I know very little about metalwork, but have recently acquired an old DeWalt bandsaw (W3401), which has a poor table and fence. 

My first thoughts were - could the table be replaced with a steel table. Then I thought that may be to big a job, so, thinking about the poor fence on it, would it be possible to make a rigid steel fence, or aluminium I suppose, that would have a thin base that fits under the existing fence, which would hold it down and in place, but was a rigid 90 degrees and about 3" high and 14" long, to improve the present fence. The part fitting under the existing fence needs to be only about 10" long. Hope that's clear enough?

Any help or advice would be appreciated 

Alex


----------



## RogerP (5 Feb 2014)

Would one of these solve the fence problem?

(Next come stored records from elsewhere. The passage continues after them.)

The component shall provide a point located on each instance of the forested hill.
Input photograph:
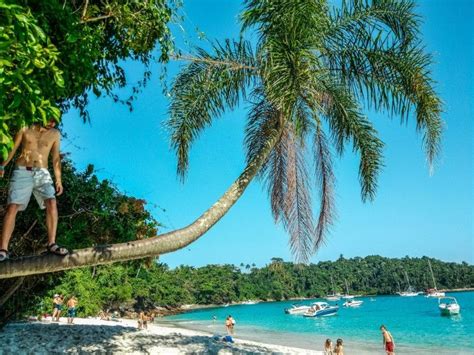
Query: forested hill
(131, 285)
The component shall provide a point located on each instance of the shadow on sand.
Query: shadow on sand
(51, 337)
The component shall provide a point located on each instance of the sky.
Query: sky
(414, 213)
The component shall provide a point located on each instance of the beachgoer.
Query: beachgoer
(71, 309)
(388, 342)
(328, 347)
(31, 175)
(339, 349)
(142, 320)
(58, 301)
(229, 326)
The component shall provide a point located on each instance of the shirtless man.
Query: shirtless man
(71, 309)
(31, 175)
(388, 342)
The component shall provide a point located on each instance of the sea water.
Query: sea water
(415, 323)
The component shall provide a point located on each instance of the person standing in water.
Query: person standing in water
(388, 342)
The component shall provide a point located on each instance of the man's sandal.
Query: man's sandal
(57, 250)
(4, 255)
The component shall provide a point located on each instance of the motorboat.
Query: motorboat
(353, 303)
(321, 309)
(297, 309)
(333, 297)
(433, 292)
(448, 306)
(410, 291)
(347, 296)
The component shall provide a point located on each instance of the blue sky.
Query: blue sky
(413, 214)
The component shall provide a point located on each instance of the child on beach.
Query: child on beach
(388, 342)
(58, 307)
(339, 349)
(142, 321)
(229, 325)
(328, 347)
(71, 309)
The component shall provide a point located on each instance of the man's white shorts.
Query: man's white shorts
(30, 180)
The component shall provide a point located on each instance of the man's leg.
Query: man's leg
(51, 219)
(8, 225)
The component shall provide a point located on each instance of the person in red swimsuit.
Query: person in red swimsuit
(388, 342)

http://www.axminster.co.uk/small-bandsa ... tAodB2AA6g


----------



## Alexam (5 Feb 2014)

Thanks Roger, that does seem to fit the bill and I hadn't thought about that. Presumable one needs to drill the side of the existing table to make it fit?

Anyway, I am intending to make my first trip to Axminster in Nuneaton soon and that will certainly be on the list to check out.

Much appreciated

Alex

PS. Just seen from your profile that your other interests are photography and amateur radio. I am not active on radio anymore (G4VMN), but have been doing studio photography for the last few years and now getting more intereted in woodworking.


----------



## RogerP (5 Feb 2014)

Yes, it will need a couple of small holes drilled in the table. I have put one on my smaller bandsaw and I'm very pleased with it, far better than the one that came with the machine.

I'm still active on the radio, mainly 80 meters early mornings. Not done much studio photography, I do mainly natural history macro/close-up stuff.


----------



## Alexam (16 Feb 2014)

I did buy one of these bhttp://www.axminster.co.uk/small-bands ... tAodB2AA6g but when I was home and about to add it, the overall feeling was that it was hardly much of an improvement. I returned it to Axminster and am looking for a 'Plan B'. Possibly replacement table or have to wait until I change the machine at a later date.

Alex


----------